The white-washed village of Mijas is surrounded by evergreen pine trees so anyone craving a scenic walk is right in the midst of it. The surroundings have remained relatively untouched by tourism – donkey taxis still take people where they want to go and free flamenco shows pop up on the streets in the evenings.
Head to the Old Town and stand in scenic gardens for incredible panoramas of Costa del Sol. For the offbeat, El Carromato de Max is a museum that showcases miniatures of just about everything – there’s even a portrait of Abraham Lincoln on a pinhead.
This village is made for wandering around so put on some good walking shoes and take in the sights, haggle for the likes of honey and daintily-painted ceramics, and breathe in the smell of caramelised almonds in the air. You can relax in the many plazas, sample what the garrapiñadas vendors are selling on the street and while away the evenings in laidback restaurants and bars.
The main thing that pulls in tourists is the fascinating Nerja Caves. Thanks to the fact it holds the world’s largest column and oldest Neanderthal cave painting, it’s in the Guinness Book of World Records – they’re dated to be 10,000 years older than the previous record holder! In recent years Roman pottery, Moorish coins and signs of an unusual biodiversity have made the discovery of these caves even more profound.
Don’t miss out on feeling like you’re on top of the world on the El Cielo, the highest coastal mountains in the area at 1,508 metres. On a clear day you’ll be able to see breathtaking, unobstructed views of the whole of Costa del Sol.
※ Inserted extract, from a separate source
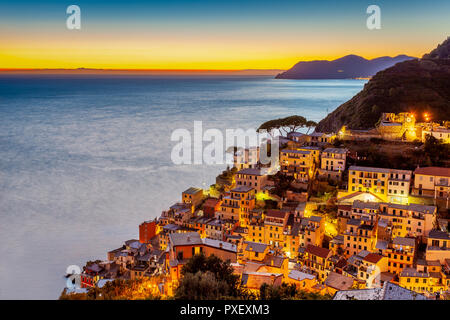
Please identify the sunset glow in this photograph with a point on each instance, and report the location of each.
(202, 35)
There’s a reason why El Cielo translates as ‘heaven’. For more spectacular views that don’t require a mountain trek, take a stroll along the Balcón de Europa, Nerja’s most famous landmark and viewpoint.
Sea kayak from Nerja’s Burriana beach to Maro through stunning coastal scenery of hidden beaches, caves and rushing waterfalls, hike up the Rio Chillar or pay a visit to the Eagle Aqueduct, a site of special cultural interest. Nerja isn’t short of spectacular scenery, on and off the beach.